Vac le había dado pie a explayarse acerca de lo que más le gustaba y enfrascado en la conversación no se fijó en el variopinto grupo hasta que el hado no se los señaló. Una vez más, Melodes se quitó el sombrero y se lo colocó sobre el pecho realizando una leve inclinación de cabeza, todavía metido en su papel de mosquetero.
-Es un placer conocerlos, damas y caballeros. Me llamo Melodes y soy un soñador.

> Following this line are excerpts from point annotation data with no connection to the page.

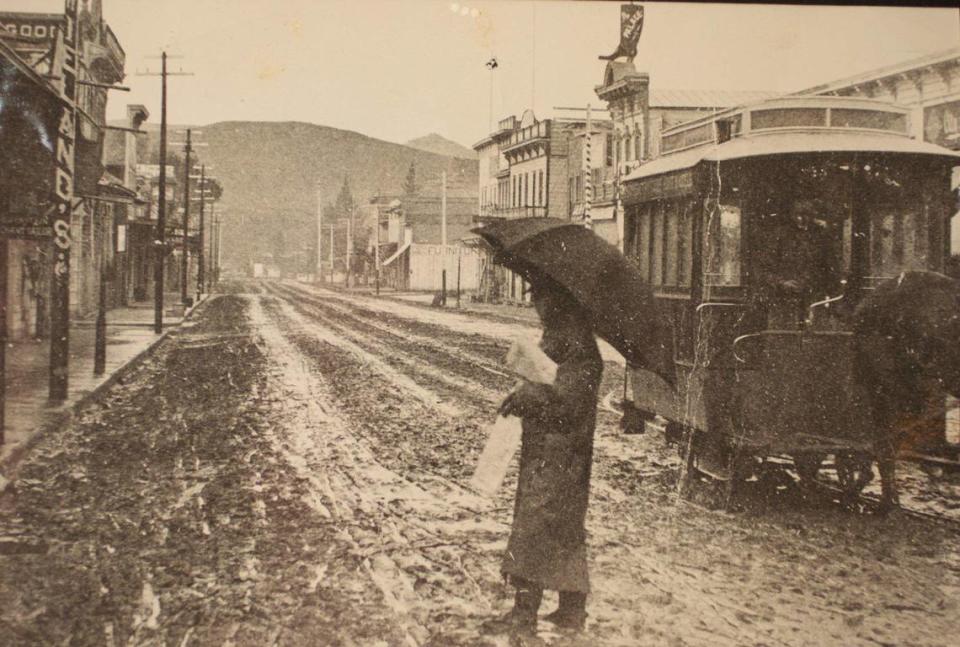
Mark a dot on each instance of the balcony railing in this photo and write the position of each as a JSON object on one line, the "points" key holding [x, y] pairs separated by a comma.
{"points": [[538, 130], [510, 213]]}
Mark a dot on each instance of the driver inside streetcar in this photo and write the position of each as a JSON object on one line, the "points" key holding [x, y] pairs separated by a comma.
{"points": [[799, 262]]}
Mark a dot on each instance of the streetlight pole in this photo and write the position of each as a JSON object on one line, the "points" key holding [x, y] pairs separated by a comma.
{"points": [[184, 263], [203, 201], [319, 234]]}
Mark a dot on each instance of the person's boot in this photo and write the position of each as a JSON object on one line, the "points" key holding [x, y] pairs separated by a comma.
{"points": [[523, 616], [572, 612]]}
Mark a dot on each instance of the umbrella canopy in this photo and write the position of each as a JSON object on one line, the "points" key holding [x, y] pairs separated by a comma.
{"points": [[621, 305]]}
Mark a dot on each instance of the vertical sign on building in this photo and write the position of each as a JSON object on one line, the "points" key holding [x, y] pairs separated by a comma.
{"points": [[588, 171], [63, 199]]}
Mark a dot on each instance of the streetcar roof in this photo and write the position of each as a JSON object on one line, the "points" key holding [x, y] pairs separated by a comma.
{"points": [[789, 143]]}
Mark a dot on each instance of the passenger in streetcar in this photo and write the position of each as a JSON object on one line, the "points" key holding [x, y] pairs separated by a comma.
{"points": [[799, 262]]}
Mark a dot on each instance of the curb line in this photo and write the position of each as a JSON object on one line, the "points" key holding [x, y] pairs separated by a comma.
{"points": [[64, 414]]}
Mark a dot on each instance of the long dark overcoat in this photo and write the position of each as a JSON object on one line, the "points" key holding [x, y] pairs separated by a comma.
{"points": [[548, 541]]}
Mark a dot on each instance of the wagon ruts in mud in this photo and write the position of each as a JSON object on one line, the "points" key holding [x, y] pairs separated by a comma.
{"points": [[795, 247]]}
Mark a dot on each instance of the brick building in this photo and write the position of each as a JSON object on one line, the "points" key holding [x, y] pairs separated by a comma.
{"points": [[31, 38]]}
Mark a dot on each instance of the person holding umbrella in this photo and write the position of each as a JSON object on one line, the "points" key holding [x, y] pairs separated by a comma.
{"points": [[547, 546], [581, 286]]}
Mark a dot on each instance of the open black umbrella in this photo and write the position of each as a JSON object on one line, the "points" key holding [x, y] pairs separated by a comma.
{"points": [[620, 303]]}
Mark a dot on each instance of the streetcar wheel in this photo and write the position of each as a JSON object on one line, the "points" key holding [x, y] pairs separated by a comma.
{"points": [[807, 466], [854, 471]]}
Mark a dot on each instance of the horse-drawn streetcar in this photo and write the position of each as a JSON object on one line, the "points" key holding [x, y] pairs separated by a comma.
{"points": [[761, 230]]}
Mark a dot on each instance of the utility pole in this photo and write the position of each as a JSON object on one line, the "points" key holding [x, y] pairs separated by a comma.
{"points": [[160, 243], [219, 225], [62, 213], [319, 233], [349, 277], [376, 253], [588, 176], [203, 202], [100, 345], [162, 207], [215, 255], [184, 263], [443, 210]]}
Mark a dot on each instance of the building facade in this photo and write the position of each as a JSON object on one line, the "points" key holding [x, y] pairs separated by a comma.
{"points": [[531, 168], [32, 38]]}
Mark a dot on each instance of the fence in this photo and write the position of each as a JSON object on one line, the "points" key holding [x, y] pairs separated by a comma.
{"points": [[427, 263]]}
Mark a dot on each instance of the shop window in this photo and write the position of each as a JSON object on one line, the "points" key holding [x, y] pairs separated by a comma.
{"points": [[722, 246]]}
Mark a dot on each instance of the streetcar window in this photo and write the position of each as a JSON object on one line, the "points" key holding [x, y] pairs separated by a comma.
{"points": [[788, 118], [898, 241], [882, 262], [656, 233], [722, 246], [671, 217], [872, 119]]}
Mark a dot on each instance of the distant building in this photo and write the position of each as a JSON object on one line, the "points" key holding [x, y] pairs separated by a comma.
{"points": [[411, 251], [135, 225], [528, 168]]}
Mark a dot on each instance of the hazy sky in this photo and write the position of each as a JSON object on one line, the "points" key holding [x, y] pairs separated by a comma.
{"points": [[398, 69]]}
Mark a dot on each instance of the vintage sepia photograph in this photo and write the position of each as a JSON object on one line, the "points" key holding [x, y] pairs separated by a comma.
{"points": [[479, 323]]}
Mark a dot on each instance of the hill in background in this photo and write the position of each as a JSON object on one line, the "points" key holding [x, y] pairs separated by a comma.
{"points": [[271, 173], [434, 143]]}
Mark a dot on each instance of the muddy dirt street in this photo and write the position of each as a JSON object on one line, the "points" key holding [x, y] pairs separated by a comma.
{"points": [[290, 468]]}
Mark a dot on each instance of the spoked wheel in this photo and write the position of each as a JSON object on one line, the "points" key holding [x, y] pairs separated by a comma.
{"points": [[808, 466], [854, 471]]}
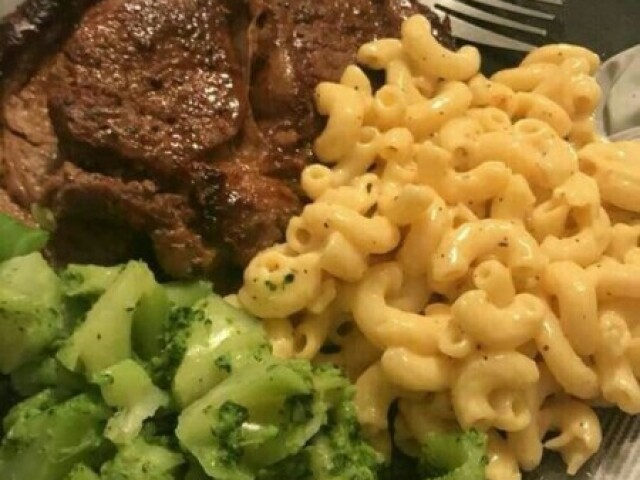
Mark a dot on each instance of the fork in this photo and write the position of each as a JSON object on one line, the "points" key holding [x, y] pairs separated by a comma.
{"points": [[465, 30]]}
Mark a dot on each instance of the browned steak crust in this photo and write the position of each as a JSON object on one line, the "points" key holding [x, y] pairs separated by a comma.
{"points": [[149, 84], [172, 130]]}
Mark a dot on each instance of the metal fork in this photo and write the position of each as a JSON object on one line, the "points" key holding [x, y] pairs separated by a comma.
{"points": [[466, 30]]}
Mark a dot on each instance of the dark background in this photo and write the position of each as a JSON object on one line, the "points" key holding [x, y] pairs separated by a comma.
{"points": [[605, 26]]}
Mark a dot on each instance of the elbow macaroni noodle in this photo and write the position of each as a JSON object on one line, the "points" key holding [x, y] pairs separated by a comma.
{"points": [[471, 250]]}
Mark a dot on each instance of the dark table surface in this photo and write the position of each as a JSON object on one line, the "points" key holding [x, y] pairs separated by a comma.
{"points": [[605, 26]]}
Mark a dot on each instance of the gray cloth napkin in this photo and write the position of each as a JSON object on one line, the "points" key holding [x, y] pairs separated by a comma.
{"points": [[618, 116]]}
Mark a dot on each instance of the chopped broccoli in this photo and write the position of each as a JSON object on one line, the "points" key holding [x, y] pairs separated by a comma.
{"points": [[44, 438], [142, 460], [127, 386], [150, 322], [17, 239], [88, 280], [338, 451], [82, 472], [30, 310], [186, 294], [46, 373], [454, 456], [105, 337], [243, 424], [204, 344]]}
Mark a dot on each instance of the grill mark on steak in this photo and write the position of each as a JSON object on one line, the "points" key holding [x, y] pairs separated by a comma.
{"points": [[29, 41], [75, 195], [137, 126], [29, 144], [315, 41], [149, 85]]}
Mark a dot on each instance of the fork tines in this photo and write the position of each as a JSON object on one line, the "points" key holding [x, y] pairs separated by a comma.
{"points": [[466, 30]]}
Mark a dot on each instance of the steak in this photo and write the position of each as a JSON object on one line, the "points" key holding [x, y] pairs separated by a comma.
{"points": [[315, 41], [77, 197], [148, 86], [171, 130]]}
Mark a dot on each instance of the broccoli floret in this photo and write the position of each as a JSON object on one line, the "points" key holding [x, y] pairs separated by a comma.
{"points": [[30, 310], [150, 322], [105, 337], [186, 294], [245, 422], [44, 437], [337, 451], [17, 239], [88, 280], [454, 456], [46, 373], [82, 472], [142, 460], [204, 344], [127, 386]]}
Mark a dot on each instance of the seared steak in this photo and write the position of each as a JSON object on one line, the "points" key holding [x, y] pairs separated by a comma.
{"points": [[148, 85], [173, 130], [314, 41], [76, 196]]}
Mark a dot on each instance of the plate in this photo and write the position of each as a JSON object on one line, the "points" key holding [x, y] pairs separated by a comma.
{"points": [[606, 28]]}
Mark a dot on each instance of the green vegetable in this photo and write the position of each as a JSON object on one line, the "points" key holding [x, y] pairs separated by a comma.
{"points": [[216, 335], [127, 386], [17, 239], [150, 321], [454, 456], [255, 418], [88, 280], [142, 460], [82, 472], [185, 294], [105, 337], [45, 438], [46, 373], [338, 451], [30, 310]]}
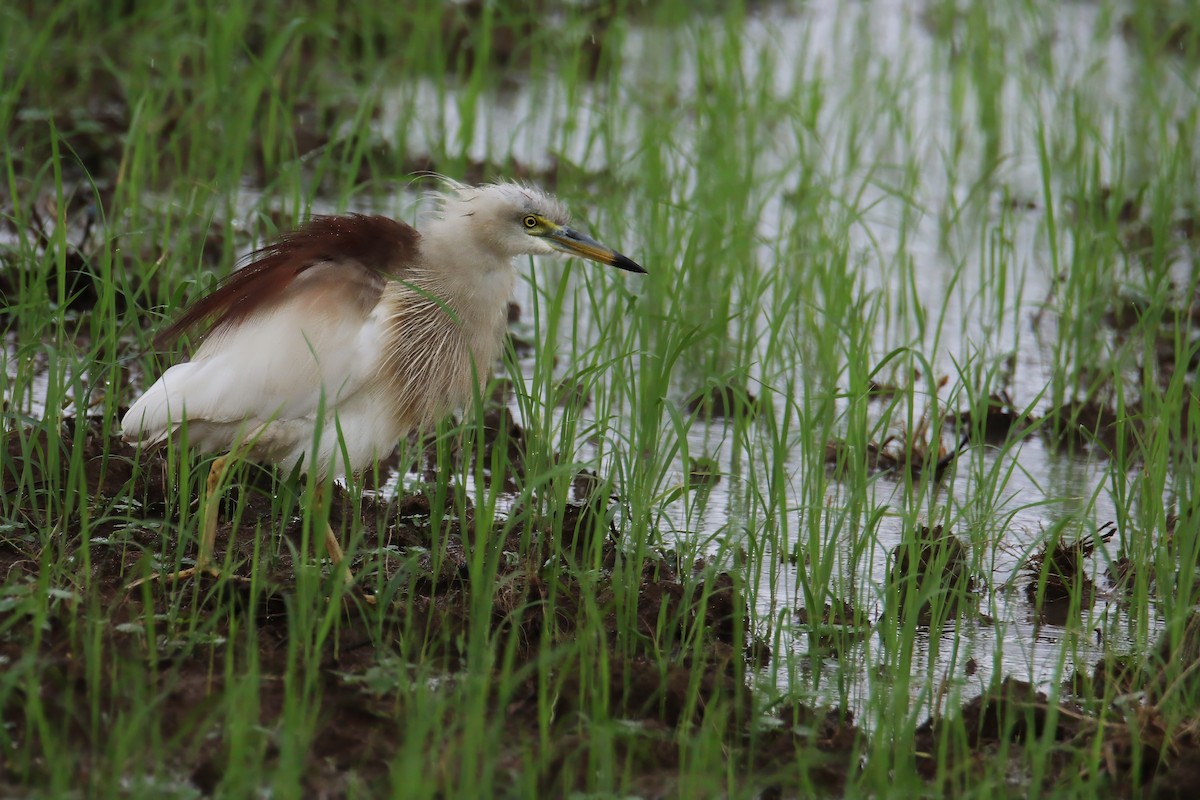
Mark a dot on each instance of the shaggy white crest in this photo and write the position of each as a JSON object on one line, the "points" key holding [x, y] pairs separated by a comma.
{"points": [[492, 215]]}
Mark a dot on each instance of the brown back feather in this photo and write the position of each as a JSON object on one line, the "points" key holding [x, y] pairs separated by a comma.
{"points": [[379, 245]]}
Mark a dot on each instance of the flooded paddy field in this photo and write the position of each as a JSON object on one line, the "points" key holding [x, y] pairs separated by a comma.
{"points": [[882, 481]]}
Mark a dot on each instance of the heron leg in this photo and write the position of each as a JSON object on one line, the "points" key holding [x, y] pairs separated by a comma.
{"points": [[333, 547], [208, 531]]}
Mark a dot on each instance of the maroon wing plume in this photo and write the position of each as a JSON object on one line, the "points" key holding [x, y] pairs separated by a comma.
{"points": [[379, 245]]}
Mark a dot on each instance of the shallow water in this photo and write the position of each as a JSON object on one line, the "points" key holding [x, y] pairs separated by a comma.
{"points": [[838, 46]]}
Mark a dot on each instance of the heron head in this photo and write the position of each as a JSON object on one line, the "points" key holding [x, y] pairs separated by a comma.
{"points": [[521, 220]]}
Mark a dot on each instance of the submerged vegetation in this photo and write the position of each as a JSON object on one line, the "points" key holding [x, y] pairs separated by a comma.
{"points": [[885, 480]]}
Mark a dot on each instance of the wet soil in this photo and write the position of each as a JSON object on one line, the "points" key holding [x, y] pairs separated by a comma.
{"points": [[427, 608]]}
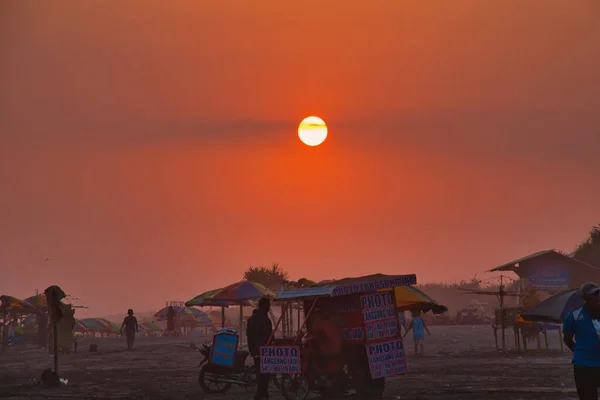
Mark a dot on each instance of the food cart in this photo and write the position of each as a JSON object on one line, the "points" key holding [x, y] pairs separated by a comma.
{"points": [[365, 312]]}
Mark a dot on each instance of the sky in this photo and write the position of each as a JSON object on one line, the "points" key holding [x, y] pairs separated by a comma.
{"points": [[149, 149]]}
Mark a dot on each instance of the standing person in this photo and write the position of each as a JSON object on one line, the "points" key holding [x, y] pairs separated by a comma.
{"points": [[581, 331], [170, 321], [258, 332], [131, 328], [417, 324]]}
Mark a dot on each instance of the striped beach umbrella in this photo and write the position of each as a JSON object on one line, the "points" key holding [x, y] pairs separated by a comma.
{"points": [[242, 291]]}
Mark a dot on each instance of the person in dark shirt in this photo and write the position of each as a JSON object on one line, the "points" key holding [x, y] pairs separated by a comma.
{"points": [[581, 334], [131, 327], [258, 332]]}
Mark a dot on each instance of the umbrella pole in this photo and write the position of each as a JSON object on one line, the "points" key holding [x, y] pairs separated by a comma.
{"points": [[241, 322], [4, 331], [55, 339]]}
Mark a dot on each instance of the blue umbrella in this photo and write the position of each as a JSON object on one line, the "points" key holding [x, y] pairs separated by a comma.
{"points": [[555, 308]]}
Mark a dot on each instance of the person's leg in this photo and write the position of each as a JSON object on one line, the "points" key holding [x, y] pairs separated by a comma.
{"points": [[585, 382]]}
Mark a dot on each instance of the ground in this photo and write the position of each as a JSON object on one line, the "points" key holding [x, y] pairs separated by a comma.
{"points": [[460, 363]]}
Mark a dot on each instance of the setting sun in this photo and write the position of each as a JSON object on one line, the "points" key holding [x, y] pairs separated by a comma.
{"points": [[312, 131]]}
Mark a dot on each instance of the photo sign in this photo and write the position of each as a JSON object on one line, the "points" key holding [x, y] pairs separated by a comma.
{"points": [[386, 358], [549, 278], [223, 349], [346, 313], [280, 360], [389, 282], [379, 315]]}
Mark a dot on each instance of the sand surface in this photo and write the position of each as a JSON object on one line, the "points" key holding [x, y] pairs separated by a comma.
{"points": [[460, 363]]}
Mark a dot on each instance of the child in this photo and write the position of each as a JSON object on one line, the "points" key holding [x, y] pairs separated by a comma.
{"points": [[417, 324]]}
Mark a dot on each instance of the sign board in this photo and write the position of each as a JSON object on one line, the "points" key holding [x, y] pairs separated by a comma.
{"points": [[374, 285], [280, 360], [176, 304], [347, 315], [223, 350], [386, 358], [379, 315], [549, 278]]}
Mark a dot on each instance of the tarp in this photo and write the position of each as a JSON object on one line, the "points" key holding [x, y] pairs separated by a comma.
{"points": [[342, 287]]}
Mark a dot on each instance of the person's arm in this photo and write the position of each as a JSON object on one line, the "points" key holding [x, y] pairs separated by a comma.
{"points": [[409, 328], [426, 328], [569, 331]]}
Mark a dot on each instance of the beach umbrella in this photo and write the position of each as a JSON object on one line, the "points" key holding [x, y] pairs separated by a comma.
{"points": [[13, 304], [93, 325], [411, 298], [240, 293], [555, 308], [190, 314], [162, 314], [218, 320], [150, 326], [39, 300], [113, 328]]}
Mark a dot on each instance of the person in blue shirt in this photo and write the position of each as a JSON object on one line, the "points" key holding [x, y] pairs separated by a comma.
{"points": [[418, 326], [581, 329]]}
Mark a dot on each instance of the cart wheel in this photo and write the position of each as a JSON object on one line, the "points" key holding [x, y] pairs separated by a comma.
{"points": [[209, 382], [277, 381], [366, 387], [294, 387]]}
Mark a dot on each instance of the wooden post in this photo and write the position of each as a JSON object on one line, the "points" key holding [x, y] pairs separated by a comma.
{"points": [[562, 346], [55, 340]]}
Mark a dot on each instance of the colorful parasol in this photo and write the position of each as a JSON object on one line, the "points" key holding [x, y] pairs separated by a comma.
{"points": [[217, 319], [409, 297], [38, 301], [13, 304], [200, 318], [163, 313], [92, 325], [241, 291], [150, 326], [205, 300]]}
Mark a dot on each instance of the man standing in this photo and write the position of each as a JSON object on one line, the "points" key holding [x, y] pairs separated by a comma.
{"points": [[258, 332], [131, 328], [581, 330]]}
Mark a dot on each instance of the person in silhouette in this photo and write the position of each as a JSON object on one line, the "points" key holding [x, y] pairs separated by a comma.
{"points": [[131, 328], [581, 334], [258, 332], [418, 326]]}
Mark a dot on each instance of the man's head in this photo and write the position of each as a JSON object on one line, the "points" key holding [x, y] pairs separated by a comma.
{"points": [[264, 304], [591, 294]]}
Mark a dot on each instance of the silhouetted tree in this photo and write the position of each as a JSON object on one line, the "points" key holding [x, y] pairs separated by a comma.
{"points": [[588, 251], [272, 277]]}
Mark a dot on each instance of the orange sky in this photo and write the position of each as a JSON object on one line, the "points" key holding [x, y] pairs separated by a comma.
{"points": [[153, 145]]}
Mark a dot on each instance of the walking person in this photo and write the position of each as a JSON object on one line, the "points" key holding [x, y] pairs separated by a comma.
{"points": [[581, 334], [258, 333], [418, 326], [131, 328]]}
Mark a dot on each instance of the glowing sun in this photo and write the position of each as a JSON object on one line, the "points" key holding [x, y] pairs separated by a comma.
{"points": [[312, 131]]}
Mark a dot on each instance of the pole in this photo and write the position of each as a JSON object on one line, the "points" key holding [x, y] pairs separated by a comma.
{"points": [[55, 340], [501, 293]]}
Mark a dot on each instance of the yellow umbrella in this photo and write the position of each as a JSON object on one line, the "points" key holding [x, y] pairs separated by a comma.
{"points": [[409, 297]]}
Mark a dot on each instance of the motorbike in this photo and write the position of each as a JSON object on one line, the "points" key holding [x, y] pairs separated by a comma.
{"points": [[332, 376], [219, 379]]}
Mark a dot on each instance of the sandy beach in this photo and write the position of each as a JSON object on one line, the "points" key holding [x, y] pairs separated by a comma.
{"points": [[460, 363]]}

Sin embargo, fue entonces cuando se fijó en la presencia de alguien que ya conocía. Hacía mucho tiempo que no tenía contacto alguno con ella, pero había compartido cosecha con Xiandra. No había mantenido una mala relación con la sinhadre durante su criba, pero Melodes había cometido un error introduciéndose en uno de los sueños de la compañera al poco de transformarse. La vampira se lo había tomado fatal y se había enfadado considerablemente con él. El soñador había intentado disculparse y explicar en que consistía su dominio y sus motivaciones, pero ella no estuvo dispuesta a ceder.
-Xiandra, cuánto tiempo -le dijo considerando que no sería educado fingir que no la había reconocido-. Me alegra ver que os encontráis bien.